Menko Airlangga: Kalau 20% saja masuk sistem keuangan, dampak ke pertumbuhan ekosistem bullion nasional akan besar.

4. *Perbandingan Global*
AS: 8.133 ton | China: 2.331 ton | India: 880 ton | Indonesia Masyarakat: 1.800 ton

*VERSI SIAP PUBLISH – HTML UNTUK WP*

Ini Penjelasan Pemerintah soal 1.800 Ton Emas “di Bawah Bantal” Milik Masyarakat

JAKARTA – Pernyataan pemerintah mengenai potensi 1.800 ton emas yang disebut berada “di bawah bantal” masyarakat Indonesia memicu perhatian publik. Kementerian Koordinator Bidang Perekonomian kini memberikan penjelasan bahwa istilah tersebut bukan berarti emas secara harfiah disimpan di bawah bantal.

Juru Bicara Kemenko Perekonomian Haryo Limanseto menjelaskan, istilah tersebut merupakan metafora untuk menggambarkan akumulasi kepemilikan emas masyarakat yang terbentuk selama bertahun-tahun dan diwariskan lintas generasi.

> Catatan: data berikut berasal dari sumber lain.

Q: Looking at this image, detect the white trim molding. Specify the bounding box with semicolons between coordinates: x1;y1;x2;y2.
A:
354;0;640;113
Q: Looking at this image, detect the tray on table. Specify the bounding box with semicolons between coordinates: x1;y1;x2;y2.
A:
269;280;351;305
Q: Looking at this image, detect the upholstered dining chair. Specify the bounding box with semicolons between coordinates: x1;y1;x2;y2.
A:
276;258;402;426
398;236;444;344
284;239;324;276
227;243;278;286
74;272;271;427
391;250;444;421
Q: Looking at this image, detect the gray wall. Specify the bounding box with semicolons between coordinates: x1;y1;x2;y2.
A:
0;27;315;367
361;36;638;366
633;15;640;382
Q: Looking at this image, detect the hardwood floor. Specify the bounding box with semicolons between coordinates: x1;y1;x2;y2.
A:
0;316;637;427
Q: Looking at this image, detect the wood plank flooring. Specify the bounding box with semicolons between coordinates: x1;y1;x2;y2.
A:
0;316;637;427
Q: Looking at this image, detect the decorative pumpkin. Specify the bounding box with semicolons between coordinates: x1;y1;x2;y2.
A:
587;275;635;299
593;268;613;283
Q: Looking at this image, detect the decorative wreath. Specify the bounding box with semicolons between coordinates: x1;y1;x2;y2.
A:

“Sebagian emas tersebut hingga kini masih disimpan secara pribadi atau secara konvensional di rumah tangga. Potensi sekitar 1.800 ton emas masyarakat, dengan nilai sekitar US$252 miliar, merupakan gambaran besarnya aset emas yang dimiliki dan masih disimpan secara pribadi di masyarakat.”

— Haryo Limanseto
Jubir Kemenko Perekonomian

Bukan Cadangan Negara

Haryo menegaskan angka 1.800 ton tersebut berbeda dengan cadangan emas nasional. Angka itu juga tidak dimaksudkan sebagai tambahan terhadap cadangan emas yang berasal dari pertambangan.

Menurutnya, Indonesia diperkirakan memiliki cadangan emas sekitar 3.600 ton dengan produksi sekitar 90 ton per tahun.

Peluang Ekosistem Bullion Nasional

Menko Perekonomian Airlangga Hartarto menyebut potensi 1.800 ton emas tersebut dapat menjadi sumber pertumbuhan baru bagi ekosistem logam mulia atau bullion di Indonesia. Hal ini disampaikannya saat peluncuran Indonesia Bullion Market Association (IBMA) di BSI Tower, Kamis (20/8/2026).

Airlangga mendorong agar sebagian emas yang selama ini disimpan masyarakat dapat dialihkan ke instrumen keuangan. Ia menyebut apabila sekitar 20 persen dari emas milik masyarakat masuk ke sistem keuangan, termasuk perbankan syariah dan Pegadaian, dampaknya terhadap pertumbuhan ekosistem emas nasional akan sangat besar.

Perbandingan dengan Negara Lain

Airlangga juga membandingkan kepemilikan emas tersebut dengan sejumlah negara. Amerika Serikat tercatat memiliki stok emas sekitar 8.133 ton, China sekitar 2.331 ton, sedangkan India sekitar 880 ton.

*PAKET SEO NYA*

1. *Judul SEO*: `Penjelasan Pemerintah Soal 1800 Ton Emas di Bawah Bantal Milik Masyarakat`
2. *Meta Description*: `Kemenko Perekonomian jelaskan maksud 1800 ton emas “di bawah bantal”. Nilainya US$252 miliar.